On the Expressivity of Selective State-Space Layers: A Multivariate Polynomial Approach
Edo Cohen-Karlik, Itamar Zimerman, Liane Galanti, Ido Atad, Amir Globerson, Lior Wolf
TL;DR
This work introduces a multivariate polynomial framework to analyze the expressivity of selective state-space layers (S6) in the Mamba architecture for long-sequence modeling. It proves that S6 layers can express high-degree multivariate polynomials more efficiently than linear self-attention, requiring far fewer layers to capture complex interactions, and provides a length-agnostic generalization bound demonstrating that increased expressivity does not necessarily harm generalization. Theoretical results are supported by experiments on NLP and vision benchmarks and synthetic polynomial learning tasks, showing that a four-layer Mamba can represent broad polynomial classes while maintaining generalization. The findings illuminate fundamental differences between S6 and attention mechanisms, with practical implications for long-range sequence modeling and architecture design. The paper also discusses simplifications that preserve core behavior and their empirical validity, while acknowledging limitations and directions for extending the theory to full models.
Abstract
Recent advances in efficient sequence modeling have introduced selective state-space layers, a key component of the Mamba architecture, which have demonstrated remarkable success in a wide range of NLP and vision tasks.
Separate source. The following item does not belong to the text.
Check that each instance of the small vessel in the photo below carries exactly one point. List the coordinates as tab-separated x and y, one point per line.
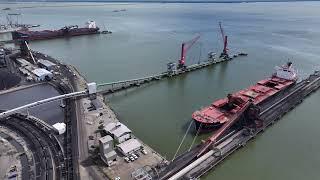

While Mamba's empirical performance has matched or surpassed SoTA transformers on such diverse benchmarks, the theoretical foundations underlying its powerful representational capabilities remain less explored. In this work, we investigate the expressivity of selective state-space layers using multivariate polynomials, and prove that they surpass linear transformers in expressiveness. Consequently, our findings reveal that Mamba offers superior representational power over linear attention-based models for long sequences, while not sacrificing their generalization. Our theoretical insights are validated by a comprehensive set of empirical experiments on various datasets.